Help with Resnova pilosa/Hyacinthaceae
Thu, 05 Jun 2008 09:45:43 PDT
On 2 Jun 08, at 10:23, Richard wrote:

> How in the world do we keep up [with name changes]?

Personally, I think it's a lost cause for gardeners to try to keep 
up, at least for the near future. Botanical taxonomy as a field of 
scientific endeavour gives every evidence of being in a state of 
active flux, thanks to cladistic analysis of the results of DNA 
sequencing. (We may be approaching the point where plant 
identification according to the new paradigm is impossible without 
doing DNA analysis. Portable backpack DNA sequencer, anyone?)

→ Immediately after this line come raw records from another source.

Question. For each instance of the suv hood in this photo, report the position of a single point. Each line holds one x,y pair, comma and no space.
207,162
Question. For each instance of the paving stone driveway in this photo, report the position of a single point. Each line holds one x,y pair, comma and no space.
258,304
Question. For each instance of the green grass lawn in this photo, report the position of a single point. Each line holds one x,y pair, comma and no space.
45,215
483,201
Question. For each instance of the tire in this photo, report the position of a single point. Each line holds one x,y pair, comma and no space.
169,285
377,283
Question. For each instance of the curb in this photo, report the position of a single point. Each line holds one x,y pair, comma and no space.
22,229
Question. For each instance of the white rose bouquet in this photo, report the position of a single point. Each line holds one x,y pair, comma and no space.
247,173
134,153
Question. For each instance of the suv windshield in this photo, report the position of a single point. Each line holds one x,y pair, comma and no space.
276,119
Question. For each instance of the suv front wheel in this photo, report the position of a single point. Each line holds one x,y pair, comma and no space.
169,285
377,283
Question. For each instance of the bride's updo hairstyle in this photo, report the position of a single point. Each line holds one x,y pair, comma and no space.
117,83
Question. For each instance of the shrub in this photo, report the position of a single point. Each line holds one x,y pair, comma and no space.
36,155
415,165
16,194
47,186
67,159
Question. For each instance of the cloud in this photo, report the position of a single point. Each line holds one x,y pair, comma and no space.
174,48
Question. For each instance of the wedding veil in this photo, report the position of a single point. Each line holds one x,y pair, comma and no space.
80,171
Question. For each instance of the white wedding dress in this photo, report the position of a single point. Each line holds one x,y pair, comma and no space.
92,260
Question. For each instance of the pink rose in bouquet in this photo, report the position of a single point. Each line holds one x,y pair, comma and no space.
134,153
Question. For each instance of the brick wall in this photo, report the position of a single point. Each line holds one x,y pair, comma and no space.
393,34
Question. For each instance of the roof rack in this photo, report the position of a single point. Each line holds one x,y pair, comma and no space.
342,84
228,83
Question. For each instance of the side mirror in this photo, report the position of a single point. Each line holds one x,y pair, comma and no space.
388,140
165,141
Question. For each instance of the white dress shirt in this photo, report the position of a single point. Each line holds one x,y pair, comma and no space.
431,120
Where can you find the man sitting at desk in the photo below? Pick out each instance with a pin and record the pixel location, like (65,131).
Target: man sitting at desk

IMHO (in my humble opinion) it is better for gardeners -- for such we 
are -- to stipulate a single reference and use that consistently 
until, in a few generations, the dust will have settled and our 
descendants can then move to whatever names have survived the test of 

I also remind everyone that taxonomy is not legislative; it's 
opinion, and as long as a name is validly published, it's a valid 
name. There is no requirement to try to follow every graduate student 
who overhauls some well-known group of plants in order to justify his 
PhD. In the fullness of time, the botanical community will reach a 
consensus on which renamings make sense and which do not.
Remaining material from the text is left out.